In terms of the process which they all followed to be successfully granted the start-up visa, the main applicants in each case:

  1. Applied to an appropriate incubator. There are 29 designated bodies for the start-up visa route. Most, but not all, require you to be in revenue before applying. So if your business is at the idea stage, you will need to apply to a business incubator that does not require you to already be in revenue.
  2. Wrote to the IRCC Employment Portal and sought permission to submit a work permit application online (and pay for the employer compliance fees [230 Canadian dollars] – this is paid online. This is the first step to applying for the start-up visa.
  3. Having been granted permission (within 5 working days), they applied online, and submitted the required forms through the submission portal:
    • Letter of Support
    • Form IMM 1295: Work Permit Application Form
    • Form IMM 5802: ‘Offer of Employment’
    • Form IMM 5707: ‘Family Information Form’. This is the family details, including:
      • Place of birth
      • Date of birth
      • Current residential address
    • Form IMM 5476: ‘Use of representative form’ – proving that they have instructed an authorised representative
    • Your past employment records for the last 10 years (for any job where you have worked for more than 2 years), e.g. employment contracts.
    • ‘Client information’
      • Passport copies
      • National ID
      • IELTS results – for English – no exceptions
      • Education certificates
      • You past 6 months’ bank statement to prove adequate funds
    • For clients who have lived in other countries, they need to have the Police Clearance Records – any jurisdiction where they have lived for more than 6 months for the last 10 years. There are exceptions, e.g. if someone has a bachelor’s degree in Canada.
    • Upfront Medical Examination – for a Work Permit Application. The clinic will provide a receipt and letter for this purpose.
  4. Uploaded their forms to the portal. You pay 155 Canadian dollars online for this application.
  5. Within about 1 day of submitting the application for a temporary work visa, you get a letter asking to pay for biometric fees (received on the portal). These are paid online and the receipt is uploaded to the portal, then a ‘biometric request letter’ is received on the portal. The biometric fees are 85 Canadian dollars. You then go to a visa office to submit your biometrics. You get an appointment within 1-2 days.
  6. After processing, you get an IRCC letter allowing entry as a temporary resident. This is an A4-sized letter.
  7. You may then proceed to prepare the PR application. This is form IMM008 – a general PR application. The documents needed are:a. Anonymised biometric request letter;
    b. Police Certificate Request letter;
    c. Work permit authorisation letter;
    d. PR letter;
    e. The letter of support.
  8. The documents are prepared and sent to the Central Intake Office in Nova Scotia.
  9. Within approx 10 days of PR application submission, an email is received saying that the application has been accepted for processing, (and providing an application number). The application number is linked to the portal. When one then accesses the portal, you can see that your application is pending. The application fees vary – total example would be about 3,400 for a family of 4.
  10. Within about 1 day of receiving your acknowledgement of your application for PR, you get a letter asking to pay for biometric fees (received on the portal). This is an application for the family, so the biometric fees for the family are paid again. These are paid online and the receipt is uploaded to the portal, then a ‘biometric request letter’ is received on the portal. The biometric fees are 170 Canadian dollars plus sums for family. You then go to a visa office to submit your biometrics. You get an appointment within 1-2 days.

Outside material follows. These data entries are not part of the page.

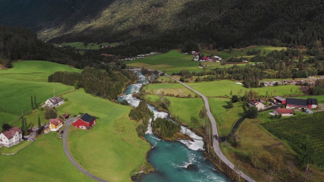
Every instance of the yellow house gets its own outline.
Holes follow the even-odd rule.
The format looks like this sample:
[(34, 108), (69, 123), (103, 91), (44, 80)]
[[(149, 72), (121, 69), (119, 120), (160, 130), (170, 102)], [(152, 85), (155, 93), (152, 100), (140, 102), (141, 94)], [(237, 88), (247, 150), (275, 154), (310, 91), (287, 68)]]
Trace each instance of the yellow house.
[(50, 119), (49, 128), (51, 131), (56, 131), (63, 126), (63, 120), (60, 118)]

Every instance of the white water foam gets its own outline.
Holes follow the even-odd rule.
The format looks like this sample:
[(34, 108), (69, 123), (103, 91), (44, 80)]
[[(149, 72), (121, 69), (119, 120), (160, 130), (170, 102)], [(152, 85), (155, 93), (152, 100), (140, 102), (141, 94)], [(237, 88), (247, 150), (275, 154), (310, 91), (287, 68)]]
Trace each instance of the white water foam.
[(180, 142), (192, 150), (205, 150), (204, 148), (204, 141), (202, 140), (203, 139), (202, 137), (197, 135), (190, 129), (183, 126), (181, 126), (180, 132), (183, 134), (188, 135), (193, 140), (193, 142), (186, 140), (179, 140), (179, 141)]

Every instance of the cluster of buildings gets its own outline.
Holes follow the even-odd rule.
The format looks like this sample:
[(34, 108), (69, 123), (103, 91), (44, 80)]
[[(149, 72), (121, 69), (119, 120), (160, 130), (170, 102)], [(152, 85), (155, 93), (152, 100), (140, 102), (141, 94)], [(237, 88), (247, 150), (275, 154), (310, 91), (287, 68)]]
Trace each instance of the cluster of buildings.
[[(64, 103), (64, 101), (61, 97), (54, 97), (48, 99), (43, 106), (56, 107)], [(48, 133), (50, 131), (58, 131), (63, 126), (63, 119), (66, 120), (70, 116), (70, 114), (63, 114), (61, 116), (62, 119), (59, 118), (50, 119), (48, 126), (44, 129), (44, 132)], [(74, 115), (73, 117), (75, 116)], [(78, 128), (90, 129), (96, 124), (96, 117), (85, 113), (79, 118), (75, 120), (72, 123), (72, 125)], [(18, 126), (13, 127), (0, 133), (0, 147), (3, 146), (10, 147), (19, 144), (23, 138), (23, 132), (21, 130)]]
[[(125, 58), (126, 61), (130, 61), (130, 60), (134, 60), (135, 58), (140, 59), (140, 58), (145, 58), (147, 56), (156, 55), (158, 53), (155, 52), (150, 52), (148, 54), (142, 54), (141, 55), (137, 55), (135, 58)], [(122, 60), (122, 61), (124, 61), (124, 60)]]
[[(273, 115), (281, 114), (282, 116), (291, 116), (294, 115), (293, 109), (299, 108), (307, 114), (312, 114), (313, 112), (311, 109), (316, 108), (317, 106), (317, 100), (316, 99), (298, 99), (287, 98), (284, 99), (279, 96), (274, 97), (273, 103), (285, 105), (285, 108), (277, 108), (274, 109), (270, 114)], [(265, 106), (260, 101), (251, 99), (248, 105), (250, 107), (255, 107), (258, 110), (265, 109)]]
[(199, 61), (200, 62), (220, 62), (219, 60), (222, 60), (222, 58), (212, 55), (211, 56), (207, 56), (203, 57), (201, 59), (199, 59), (200, 53), (196, 52), (195, 51), (191, 51), (191, 54), (193, 55), (193, 61)]

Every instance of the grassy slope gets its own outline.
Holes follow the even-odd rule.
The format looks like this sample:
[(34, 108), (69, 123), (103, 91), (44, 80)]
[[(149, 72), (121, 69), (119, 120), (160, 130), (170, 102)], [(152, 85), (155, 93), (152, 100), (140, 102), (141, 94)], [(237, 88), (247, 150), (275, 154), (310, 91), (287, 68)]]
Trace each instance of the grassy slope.
[[(158, 96), (147, 95), (149, 100), (158, 102)], [(177, 98), (167, 97), (171, 103), (170, 112), (174, 116), (179, 116), (184, 124), (189, 127), (199, 128), (202, 125), (199, 113), (204, 106), (204, 101), (200, 98)]]
[(128, 117), (130, 107), (86, 94), (79, 89), (64, 95), (69, 102), (61, 112), (87, 112), (100, 118), (90, 130), (71, 128), (68, 141), (73, 156), (91, 173), (112, 181), (130, 180), (145, 164), (150, 145), (137, 136), (135, 121)]
[[(202, 71), (202, 68), (198, 67), (199, 63), (192, 61), (192, 55), (185, 55), (174, 50), (166, 54), (150, 56), (144, 59), (137, 59), (128, 61), (126, 63), (129, 66), (140, 68), (144, 67), (148, 69), (165, 70), (167, 74), (179, 72), (183, 69), (188, 69), (190, 72)], [(209, 70), (215, 68), (215, 66), (207, 68), (207, 70)]]
[[(16, 121), (21, 115), (31, 110), (30, 96), (36, 96), (38, 103), (73, 89), (58, 83), (47, 82), (47, 77), (57, 71), (81, 71), (69, 66), (41, 61), (14, 63), (14, 68), (0, 70), (0, 124)], [(14, 96), (14, 97), (13, 97)]]
[(230, 100), (226, 98), (209, 98), (211, 111), (217, 124), (217, 129), (220, 136), (226, 136), (231, 130), (237, 119), (245, 114), (243, 104), (233, 104), (233, 108), (227, 109), (226, 106)]
[(0, 181), (92, 181), (68, 161), (59, 135), (44, 135), (18, 154), (0, 155)]
[[(244, 95), (246, 90), (250, 91), (251, 89), (258, 93), (260, 91), (261, 95), (266, 96), (266, 92), (268, 91), (269, 97), (271, 92), (274, 95), (274, 90), (276, 90), (275, 95), (286, 96), (290, 95), (290, 89), (293, 88), (293, 94), (300, 94), (298, 86), (293, 85), (281, 85), (277, 86), (265, 87), (262, 88), (247, 88), (242, 85), (236, 84), (235, 81), (224, 80), (211, 82), (188, 83), (187, 84), (192, 88), (199, 92), (207, 97), (227, 96), (229, 97), (230, 90), (233, 91), (233, 95), (237, 95), (240, 89), (243, 91), (242, 95)], [(298, 93), (296, 91), (298, 90)]]
[[(280, 51), (282, 49), (286, 50), (286, 47), (274, 47), (270, 46), (250, 46), (247, 48), (244, 49), (233, 49), (232, 52), (229, 53), (229, 50), (224, 50), (224, 51), (218, 52), (217, 50), (208, 50), (205, 49), (201, 51), (202, 53), (205, 53), (205, 55), (211, 55), (215, 54), (217, 56), (220, 57), (221, 58), (227, 59), (231, 58), (235, 58), (236, 56), (238, 58), (242, 57), (243, 58), (251, 58), (254, 57), (255, 55), (248, 56), (248, 51), (252, 51), (253, 50), (261, 50), (261, 55), (264, 56), (268, 55), (270, 52), (274, 50)], [(263, 54), (263, 52), (265, 51), (265, 54)]]

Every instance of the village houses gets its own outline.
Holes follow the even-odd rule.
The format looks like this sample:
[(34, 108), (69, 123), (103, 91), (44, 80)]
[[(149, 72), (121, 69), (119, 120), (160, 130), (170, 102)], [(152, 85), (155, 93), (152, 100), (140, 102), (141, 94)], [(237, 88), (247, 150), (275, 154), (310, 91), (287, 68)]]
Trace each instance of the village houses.
[(22, 131), (18, 126), (15, 126), (0, 133), (0, 145), (10, 147), (18, 144), (22, 139)]

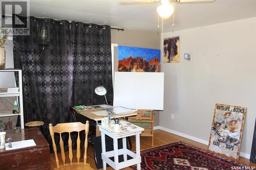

Frequently asked questions about success on the Canada start up visa

Is there any criteria for success for the start-up visa? 

There is no performance measure, but the IRCC requires now that you make ‘reasonable progress’ with the venture. The client is required to build a MVP. The client cannot just go through the incubation program. They need to work actively on the venture. The incubator documents your progress – the ‘sprint’. There is a peer review – 25% of applications are peer reviewed. The incubator makes the assessment.

How do you become a Canadian citizen with the start-up visa? 

To be naturalised as a Canadian citizen after the start-up visa, one has to become a permanent resident first and have lived in Canada cumulatively for 3 years. IRCC require tax receipts from the Canadian Revenue Agency. So you need to pay taxes in Canada.